The Right to Kill
We’ve come to expect the series of post-incident events that will likely lead to the eventual lack of any real charges against the drivers who hit and killed Jusheem Thorne in a crosswalk on Eastern Parkway last night, if the drivers can even be tracked down.
But what still has the power to shock is the utter disregard for human life demonstrated over and over again by motorists in this city. Thorne’s death is just one extreme case among many, but there are the more mundane moments, too.
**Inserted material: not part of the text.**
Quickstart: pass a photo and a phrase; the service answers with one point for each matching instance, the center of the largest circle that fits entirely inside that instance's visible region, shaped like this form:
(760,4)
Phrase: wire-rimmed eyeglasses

We’ve all seen a driver speed up to catch a green light, honking his horn as he barrels toward the intersection as if to tell pedestrians who dare find themselves in the crosswalk, “I see you, but if I hit you it’s your own damn fault.” Never mind a little courtesy or cautious driving; a green light clearly means that a driver has the right to kill. “But I had the light,” is a close cousin of “But I didn’t see him!”
A pedestrian who runs down a sidewalk tackling other pedestrians like some kind of amateur linebacker would surely be arrested in minutes and most likely taken for a psychiatric evaluation. But a driver who barrels down the street–or even the sidewalk–without regard for his fellow citizens is just a real New Yorker trying to get somewhere important.
Not all drivers are sociopaths, but it’s only behind the wheel of a car that this kind of sociopathic behavior is culturally accepted. What can we do to change the culture?
Comments are closed.
Nevermind green lights; I see drivers blow through red lights all the time, honking the horn at peds and cyclists (and other cars) trying to cross on green, as if it’s their fault.
But yes, the disregard for life at the expense of a millisecond of the driver’s time is horrifying.